Best Agents for OpenAI Codex in 2026
OpenAI Codex supports agent skills for task-specific workflows. Learn how to find, install, and use AI agents with Codex CLI, IDE extensions, and the Codex app.
How Codex uses agents
OpenAI Codex supports the Agent Skills specification, making it compatible with the same agent ecosystem used by Claude Code, Cursor, Windsurf, and GitHub Copilot. Skills and agents work across the Codex CLI, IDE extensions, and the Codex app.
Codex discovers agents and skills from the .agents/skills/ directory, scanning from your current working directory up to the repository root. You can also install skills in your user-level directory for global availability.
How skills load in Codex
Codex uses progressive loading. At startup, it scans skill directories and reads only the name and description from each SKILL.md frontmatter. When you submit a prompt, Codex matches it against available skills and loads the relevant ones into context.
You can also invoke a skill explicitly by typing $skill-name in Codex, or let Codex select the right skill automatically based on your prompt. This dual approach — automatic matching plus explicit invocation — gives you flexibility depending on how specific your task is.
AGENTS.md
Codex also reads AGENTS.md files for project-level context. This is where you put static information about your project: tech stack, conventions, architecture decisions. Agent definitions handle the dynamic expertise: code review processes, testing workflows, security audit checklists.
Agent categories that work well with Codex
Coding agents
Coding agents are the core use case. Code review agents, test writers, refactoring agents, and debugging agents all align with Codex's strengths as a coding-focused tool. Codex's ability to work across multiple files in a single task makes it particularly effective for agents that define multi-step workflows.
What to look for:
- Agents that define structured processes (not just "you are an expert")
- Framework-specific agents that know patterns and anti-patterns for your stack
- Agents with explicit output formats — Codex produces more consistent results with clear structure
DevOps agents
DevOps agents help with CI/CD pipelines, Dockerfiles, Kubernetes configs, and infrastructure-as-code. Since Codex can read your existing configurations and generate new ones that follow the same patterns, DevOps agents that encode best practices are especially valuable.
Writing agents
Writing agents generate documentation, READMs, changelogs, and API reference docs. Codex has strong multi-file awareness, so writing agents that need to read source code and produce documentation can trace implementations across the entire codebase.
Automation agents
Automation agents define workflows for repetitive tasks: scaffolding components, setting up new endpoints, creating boilerplate configurations. Codex's agent mode can execute these multi-step workflows end to end, creating files, running commands, and verifying results.
How to install agents for Codex
Option 1: Manual download and copy
- Find an agent on Agent Shelf
- Click Download to get the Markdown file
- Create
.agents/skills/or.agents/agents/in your project - Place the file in the directory
Codex discovers skills automatically on the next interaction. No restart needed.

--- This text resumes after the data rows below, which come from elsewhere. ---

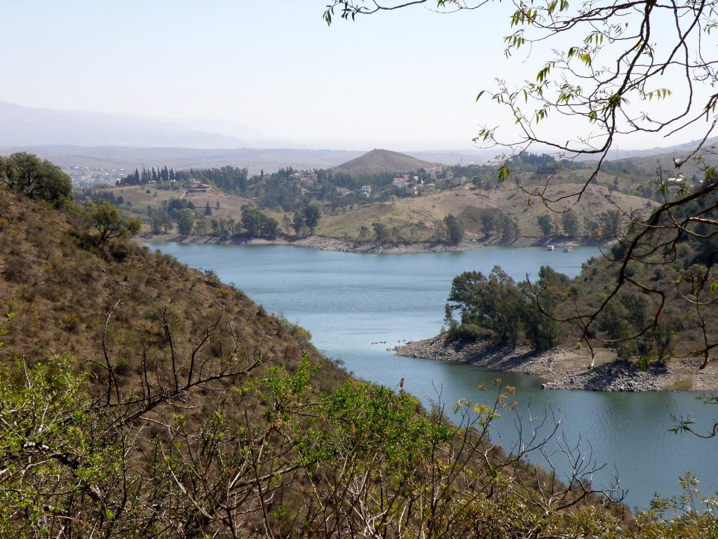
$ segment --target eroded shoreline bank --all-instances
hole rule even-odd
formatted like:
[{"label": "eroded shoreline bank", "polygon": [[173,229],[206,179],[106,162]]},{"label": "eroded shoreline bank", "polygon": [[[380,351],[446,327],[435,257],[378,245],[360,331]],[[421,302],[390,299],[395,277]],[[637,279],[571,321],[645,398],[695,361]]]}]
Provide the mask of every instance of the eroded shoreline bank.
[{"label": "eroded shoreline bank", "polygon": [[718,390],[718,367],[709,364],[699,370],[699,361],[675,359],[667,365],[653,364],[643,371],[615,359],[609,350],[596,351],[592,369],[587,350],[555,348],[536,353],[526,347],[499,346],[486,341],[448,342],[443,336],[396,346],[397,355],[454,363],[468,363],[497,372],[536,377],[546,390],[589,391]]},{"label": "eroded shoreline bank", "polygon": [[[140,241],[173,241],[181,244],[209,245],[292,245],[297,247],[314,249],[318,251],[332,251],[348,253],[401,254],[401,253],[437,253],[463,252],[479,249],[485,245],[492,247],[544,247],[541,240],[533,237],[520,237],[510,244],[502,244],[495,241],[483,242],[478,239],[465,239],[457,245],[437,243],[433,241],[417,241],[415,243],[383,243],[376,241],[363,241],[354,239],[341,239],[326,236],[308,236],[295,239],[292,237],[262,239],[236,236],[233,238],[219,238],[214,236],[182,236],[180,234],[144,234],[136,236]],[[558,247],[578,247],[584,245],[595,247],[597,244],[583,244],[580,241],[566,240],[556,243]]]}]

Option 2: Use the AgentShelf skill
The AgentShelf skill automates discovery and installation. Once installed, ask Codex:
- "Install the code-review agent from AgentShelf"
- "Search AgentShelf for testing agents"
- "What agents are available for Python?"
The skill handles downloading, placement, and dependency configuration. If the agent references MCP servers or other tools, it detects and sets them up. See the installation guide.
Option 3: Use the AgentShelf MCP server
The AgentShelf MCP server provides tools for searching, browsing, and downloading agents from within Codex. The remote server requires no installation — add the endpoint URL to your MCP configuration and Codex gains direct access to the full registry.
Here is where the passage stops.